Ian Kelly on human rights violations in Belarus


The Belarusian authorities have still not provided any information about the protest action dispersion on December, 19, 2010, Ian Kelly, the current U.S. Ambassador to the OSCE, reports in the OCSE Permanent Council session in Vienna on February, 9, 2012. Mr. Kelly points out that the USA remain deep concerned about serious violations of human rights and fundamental freedoms in Belarus.

The U.S. official presented the Final Human Rights Assessment of the Events of 19 December 2010 in Minsk, Belarus. This document was issued by Neil Jarman, the Special Rapporteur appointed by the Committee on International Control over the Human Rights Situation in Belarus. He was assisted by a group of experts on freedom of assembly and police response measures from OSCE countries.
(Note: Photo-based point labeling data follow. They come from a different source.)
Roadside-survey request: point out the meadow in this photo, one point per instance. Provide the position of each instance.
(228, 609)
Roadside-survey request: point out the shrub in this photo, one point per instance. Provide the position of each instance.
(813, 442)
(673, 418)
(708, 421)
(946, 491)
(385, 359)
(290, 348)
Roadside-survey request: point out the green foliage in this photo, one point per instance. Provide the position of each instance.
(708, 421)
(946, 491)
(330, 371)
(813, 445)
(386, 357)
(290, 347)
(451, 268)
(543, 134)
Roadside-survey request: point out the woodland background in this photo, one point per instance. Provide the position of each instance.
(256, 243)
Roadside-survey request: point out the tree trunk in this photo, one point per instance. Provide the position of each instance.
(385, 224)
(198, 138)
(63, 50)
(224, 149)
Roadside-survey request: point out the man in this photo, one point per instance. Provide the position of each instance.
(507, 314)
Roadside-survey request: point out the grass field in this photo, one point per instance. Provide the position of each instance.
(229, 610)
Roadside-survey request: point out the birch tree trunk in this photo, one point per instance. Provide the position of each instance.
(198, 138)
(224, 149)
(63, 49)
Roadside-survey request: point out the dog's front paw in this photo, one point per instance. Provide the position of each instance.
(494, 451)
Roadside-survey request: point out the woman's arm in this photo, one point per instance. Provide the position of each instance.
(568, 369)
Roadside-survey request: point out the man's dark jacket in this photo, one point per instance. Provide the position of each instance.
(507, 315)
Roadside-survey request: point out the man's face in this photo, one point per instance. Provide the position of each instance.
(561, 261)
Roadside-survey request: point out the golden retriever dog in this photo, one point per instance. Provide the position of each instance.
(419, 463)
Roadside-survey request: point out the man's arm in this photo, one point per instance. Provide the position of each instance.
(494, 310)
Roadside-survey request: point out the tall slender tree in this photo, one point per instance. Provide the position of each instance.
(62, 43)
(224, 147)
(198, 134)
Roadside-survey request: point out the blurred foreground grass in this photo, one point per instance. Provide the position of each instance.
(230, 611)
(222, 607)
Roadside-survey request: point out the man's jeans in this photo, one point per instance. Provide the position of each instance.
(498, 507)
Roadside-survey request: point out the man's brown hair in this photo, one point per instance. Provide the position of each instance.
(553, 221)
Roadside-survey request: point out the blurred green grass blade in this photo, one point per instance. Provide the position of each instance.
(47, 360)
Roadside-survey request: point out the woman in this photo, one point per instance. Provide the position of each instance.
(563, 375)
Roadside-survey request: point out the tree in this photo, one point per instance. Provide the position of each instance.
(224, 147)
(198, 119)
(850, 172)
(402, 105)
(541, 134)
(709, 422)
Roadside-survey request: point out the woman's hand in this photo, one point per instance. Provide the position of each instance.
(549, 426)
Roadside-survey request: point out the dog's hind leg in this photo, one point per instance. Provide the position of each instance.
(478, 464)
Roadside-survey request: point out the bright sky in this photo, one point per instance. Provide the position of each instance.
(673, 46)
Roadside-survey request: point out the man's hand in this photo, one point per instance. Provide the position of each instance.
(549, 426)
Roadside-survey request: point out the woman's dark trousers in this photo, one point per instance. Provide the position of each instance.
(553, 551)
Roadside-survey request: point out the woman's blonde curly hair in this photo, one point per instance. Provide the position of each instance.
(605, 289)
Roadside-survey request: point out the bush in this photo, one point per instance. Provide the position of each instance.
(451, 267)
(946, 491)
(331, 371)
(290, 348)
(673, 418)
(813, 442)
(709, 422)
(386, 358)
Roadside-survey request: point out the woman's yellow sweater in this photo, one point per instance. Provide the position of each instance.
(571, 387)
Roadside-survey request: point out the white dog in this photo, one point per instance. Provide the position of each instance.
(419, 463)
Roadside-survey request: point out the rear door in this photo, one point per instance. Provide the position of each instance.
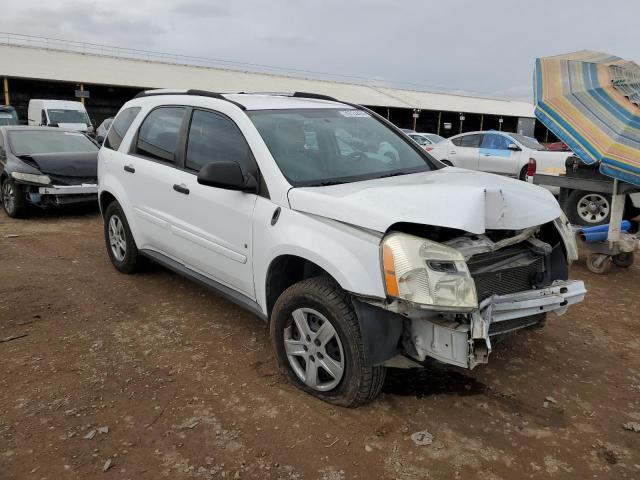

The Assessment cites a lack of information from the Belarusian authorities about the police operation on December 19, 2010, to disperse peaceful protesters, as well as the absence of any inquiry into the accusations of a disproportionate use of force in the police response to the protests. The Government of Belarus has also provided no information on the use of violence towards Uladzimir Niakliaeu, one of the presidential candidates, prior to the main demonstration, as mentioned in the document.

The report asserts that given the level of force used against people engaged in a peaceful demonstration in Independence Square, it would have been reasonable to expect the state authorities to investigate complaints about the police action.

Analysis of the trials and prosecutions has highlighted a number of concerns about the abuse of human rights and the failure to uphold Belarus’s obligations under the International Covenant on Civil and Political Rights. Similarly, the authorities have failed to investigate a number of complaints of maltreatment and physical abuse while in detention, the experts state.

According to Mr. Kelly, the Government of Belarus has justified its police activities on December 19, 2010, as a necessary response to a violent attack on the Government House, but among the protestors convicted after the event, no one was implicated in any act of violence on that day.